I could make $150K more than I do by taking a different job but it still wouldn’t make me especially wealthy as I think of it.
Anonymous
Anonymous wrote:Envy is the thief of joy. This is a YOU problem OP. Work on yourself.



X100000

This. Grow up.
Anonymous
The opposite. My sibling is destitute and I’m worried they’re going to steal from me. Started feeling that way when I was still in college.
Anonymous
No, not jealous.
My brother and SIL make 4x our income. We are both Feds, they are successful business owners. They are very nice, never brag about anything and take care of both my parents and SIL’s parents financially.
Anonymous
No.
Anonymous
Anonymous wrote:Everyone here is responding with some self-soothing rationale wherein the respective disparate fortunes are somehow offset by disparate hardships or denigration of choices made to get there. I know that works as a defense mechanism but it’s kind of immature. Reality is life is not fair, some people get more, many of them did not work as hard for it, and some people have richer and better lives than others. I guess you can point to how you have different values or whatever if that makes you feel better.


Thank you for acknowledging this.
-not OP
Anonymous
Anonymous wrote:Everyone here is responding with some self-soothing rationale wherein the respective disparate fortunes are somehow offset by disparate hardships or denigration of choices made to get there. I know that works as a defense mechanism but it’s kind of immature. Reality is life is not fair, some people get more, many of them did not work as hard for it, and some people have richer and better lives than others. I guess you can point to how you have different values or whatever if that makes you feel better.

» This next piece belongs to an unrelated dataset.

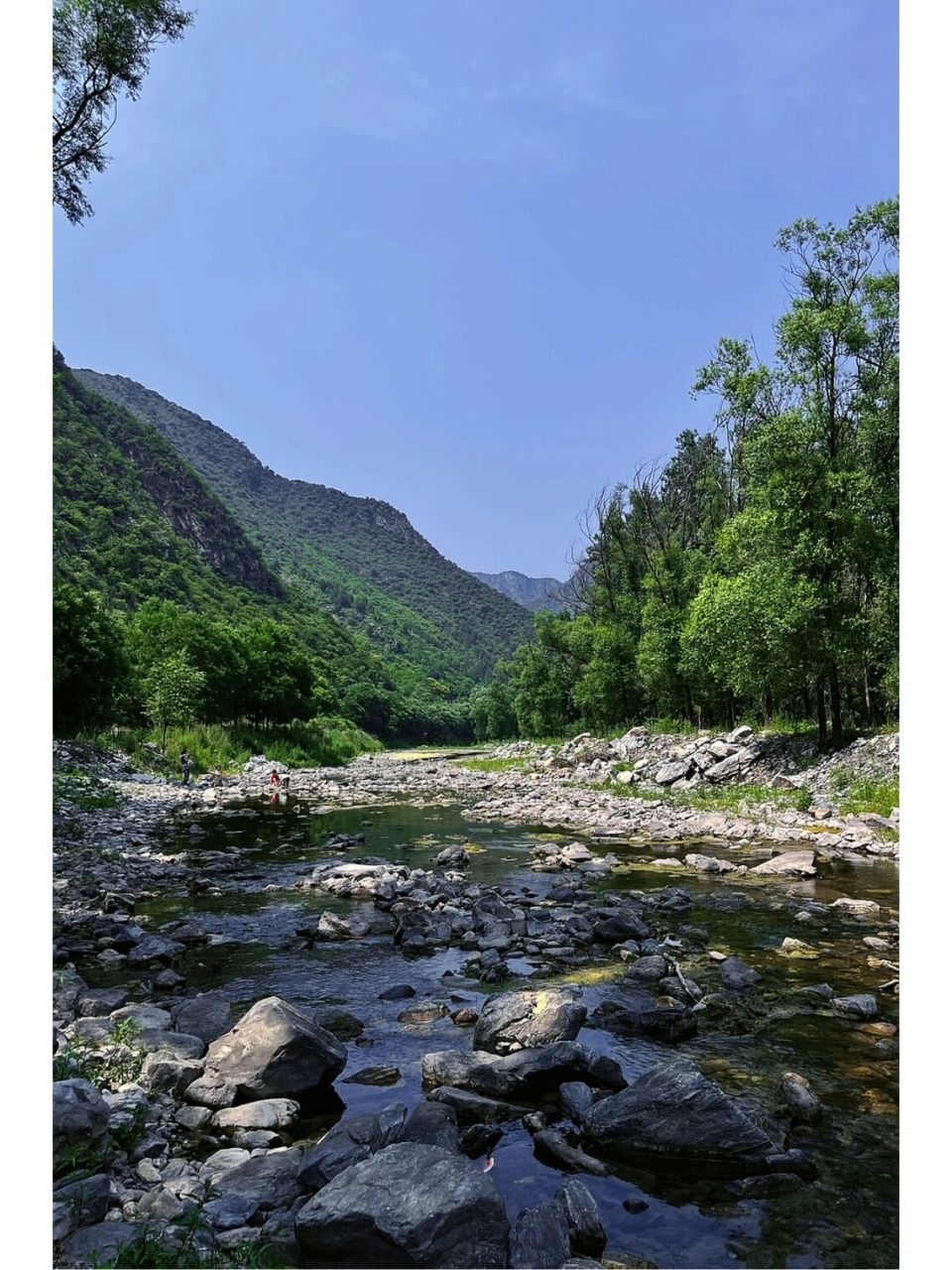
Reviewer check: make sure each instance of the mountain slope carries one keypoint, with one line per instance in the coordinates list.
(354, 557)
(532, 593)
(134, 521)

I posted about my sister being wealthier. My point wasn’t to rationalize being lazy. I work hard, and I’m happy. We just made different choices. I wish I had her family’s income, but I definitely don’t wish I had her life, her job, her 5 kids, or her location. I have trouble separating those things out if I compare our income/lifestyles. It’s easy for me not to feel envious because I’m content, and she’s definitely not. I think I definitely got lucky in the genetics lottery when it comes to mental health. We’re best friends, family, and we love each other. That’s the most important thing and what we focus on, not income levels or negative feelings.
Anonymous
I’d love the financial security and ability to offer my kids more opportunities. My sibling married young to someone that received good financial counseling, a small nest egg from family, and have wealthy in-laws that are emotionally supportive.

I have a good marriage but it all came later in life and my husband and I each were very late bloomers and carry a lot of financial weight for his parents.

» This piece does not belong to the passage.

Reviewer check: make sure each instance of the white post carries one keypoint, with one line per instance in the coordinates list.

I don’t begrudge any of it. But I’d love their comfort.
Anonymous
Anonymous wrote:We are average, middle class. My sister and her husband probably have $150,000 more than us a year.

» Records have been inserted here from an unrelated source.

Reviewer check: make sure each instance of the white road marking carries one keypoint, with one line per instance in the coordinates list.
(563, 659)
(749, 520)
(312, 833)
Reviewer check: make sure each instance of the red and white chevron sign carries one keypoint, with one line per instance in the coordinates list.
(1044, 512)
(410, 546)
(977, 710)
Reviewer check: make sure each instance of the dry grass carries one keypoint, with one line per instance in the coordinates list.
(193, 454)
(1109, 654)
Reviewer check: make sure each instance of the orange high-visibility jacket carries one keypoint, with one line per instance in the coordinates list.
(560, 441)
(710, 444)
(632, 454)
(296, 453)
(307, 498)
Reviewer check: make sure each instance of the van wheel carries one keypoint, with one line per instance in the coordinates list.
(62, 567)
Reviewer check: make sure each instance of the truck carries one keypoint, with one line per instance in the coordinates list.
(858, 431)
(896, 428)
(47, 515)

(This isn’t a post asking how we can have more money/saving.)

To many, we live an envious and great life. We are happy. We do, however, have to “save for a new couch”, clothes are from old navy, and we drive to vacations and stay with family, or use hotel points for a Fairfield.

My sister works long hours and always has, so I’m not jealous of that.

Sometimes, though, I get jealous of their big vacations ($20,000+ for a week), weekly manicures, Botox, and house furnishings.

I’m curious to hear from others in my boat. I’m not curious to hear from people like my sister, haha.


OP, if you are truly middle class let's assume an HHI of $125k (which is probably high, but still). That means, if your numbers are right, she makes ~$275k. THat isn't enough for the wealthy lifestyle you see. If she's really living like that, she's probably not saving very much at all.
Anonymous
My BIL made $20M last year. More this year.

We make $1M. Also a lot, but we aren’t building generational wealth.

I’m happy for my BIL and his family. His success doesn’t take anything away from me.